Business must have conscience over sugar levels

Chocolate is the most craved food in the world. There were many nodding heads among delegates at the South African Association for Food Science and Technology (SAAFoST) in Cape Town last week when Innike Taljaard of North West University confirmed this during her presentation on consumers’ emotional response to the sensory properties of chocolate.

Chocolate arouses a lot of positive emotions; it increases joy, reduces tiredness and elevates mood, said Taljaard, who has a PhD in consumer science.

“But some negative emotions too, mostly guilt.”

Another academic – Jacques Rousseau, lecturer in critical thinking and business ethics at the University of Cape Town, and co-author of Critical Thinking, Science and Pseudoscience: Why We Can’t Trust Our Brains – pooh-poohed the popular notion that sugar is addictive.

Caffeine yes, sugar no, he said – the issue is a lack of impulse control.

“There is no physiological evidence for any foodstuff other than caffeine being addictive in humans,” he said.

“Addiction, and its prevalence, is misunderstood – you don’t see people robbing houses to feed their sugar habits.”

Rising obesity – 55% of South Africans are overweight, with a body weight index of more than 25 – and the role which sugar plays in that, was a recurring theme at the congress.

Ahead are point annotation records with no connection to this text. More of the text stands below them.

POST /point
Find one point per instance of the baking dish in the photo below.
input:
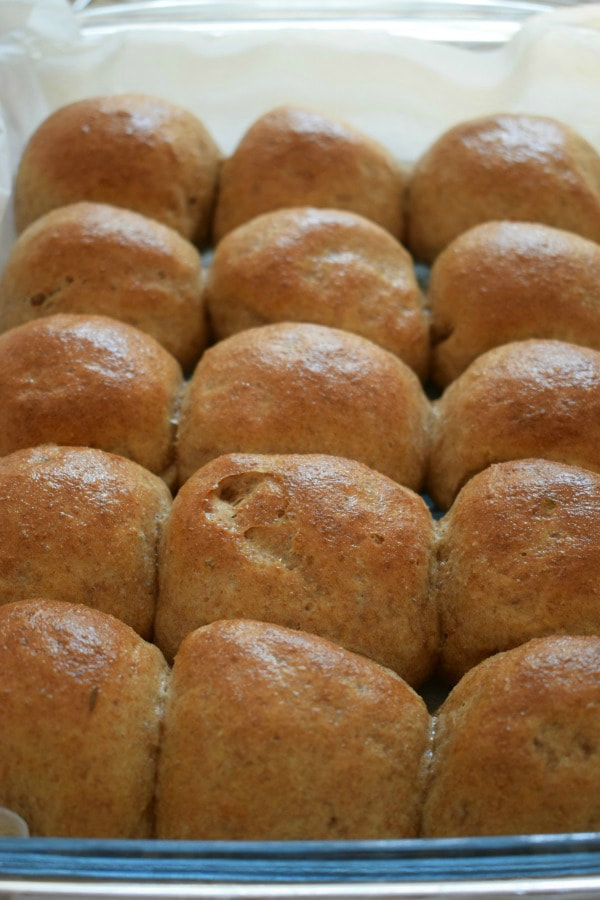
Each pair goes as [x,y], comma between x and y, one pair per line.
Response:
[251,36]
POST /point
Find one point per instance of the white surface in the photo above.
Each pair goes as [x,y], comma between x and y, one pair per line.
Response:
[400,90]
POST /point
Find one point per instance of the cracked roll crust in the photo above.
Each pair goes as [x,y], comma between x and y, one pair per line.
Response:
[89,381]
[508,281]
[129,150]
[97,259]
[309,542]
[326,266]
[521,401]
[82,702]
[518,557]
[272,734]
[298,157]
[517,744]
[518,167]
[300,388]
[82,525]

Unsurprisingly, the food industry is not a fan of the government’s plan to impose a health promotion levy, also known as the sugar-sweetened beverages tax, arguing that credible studies have shown that the imposition of such a tax is not as effective as other strategies.

Food scientist Nigel Sunley pointed to the McKinsey Global Institute discussion paper on curbing obesity, which analysed 44 interventions and found that in terms of impact – in the UK at least – reducing portion sizes, reformulating foods and restricting the availability of high-calorie foods would have the most impact.

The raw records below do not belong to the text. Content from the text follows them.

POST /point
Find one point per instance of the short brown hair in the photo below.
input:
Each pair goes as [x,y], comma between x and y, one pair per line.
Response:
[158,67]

Of course, reducing portion sizes – putting sugar-rich fizzy drinks into 300ml cans instead of the current 330ml, for example – would be regarded as shrinkflation if the companies didn’t decrease the price along with the can contents.

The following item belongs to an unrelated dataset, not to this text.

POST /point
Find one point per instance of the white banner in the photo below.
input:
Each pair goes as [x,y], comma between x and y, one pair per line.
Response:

Sunley had some very harsh words for industry when he took the podium.

He’d sent a survey – via the Consumer Goods Council – to South African food companies, asking what they were doing to combat the obesity crisis, and the response was “dismal”.

A few did deliver – dairy products manufacturer Danone outlined its plans to reduce sugar in its products, Coca-Cola said was reducing its can sizes and Woolworths got rid of all the sweets and chocolates in its checkout queues, suffering a dramatic knock in sales as a result.

“To those of you who didn’t bother to respond, shame on you,” said Sunley, a past president of SAAFoST.

“Combating obesity is not a competitive issue,” he said.

“You are shooting yourselves in the foot if you don’t communicate about what you are doing – regulation will be imposed.”

Food fraud and a rip-off

Many restaurant menus feature “buffalo mozzarella” – soft, white, delicately flavoured cheese originating from southern Italy, and yes, it’s made from the milk of domesticated water buffalo.

One company is producing it locally – in the Cape – but most is imported, and all of it carries a premium price.

So how do we know whether the “buffalo mozzarella” on the menu or swimming in that little tub in the supermarket fridge really was made with the milk of buffaloes rather than that of cows?

Well, some may be able to discern that from the taste and consistency, but the only way to know for sure is to do DNA testing.

And a laboratory in Cape Town – Food and Allergy Consulting and Testing Services (FACTS) – does just that.

Remember the donkey meat scandal? Same lab.

Jana du Plessis of FACTS revealed at the SAAFoST congress last week that she’d DNA tested 16 samples of so-called buffalo mozzarella bought from both supermarkets and restaurants.

Of those, 11 were indeed made from buffalo milk, but five were not.

And of those five, three were from Cape Town restaurants, and pretty pricey ones at that.

That’s food fraud, and a rip-off.

It remains an academic exercise, as Du Plessis has not yet approached those restaurants with her findings, much less publicly called them out on it.

So we don’t know if the restaurants knowingly passed off cow’s milk mozzarella as buffalo, or whether it’s their suppliers who are pulling a fast one.

I intend to send them some fresh samples from other restaurants, and if the results show cow instead of buffalo, naming and shaming will follow.

Because it’s not just about posh cheese – the issue is one of trust and ethical behaviour.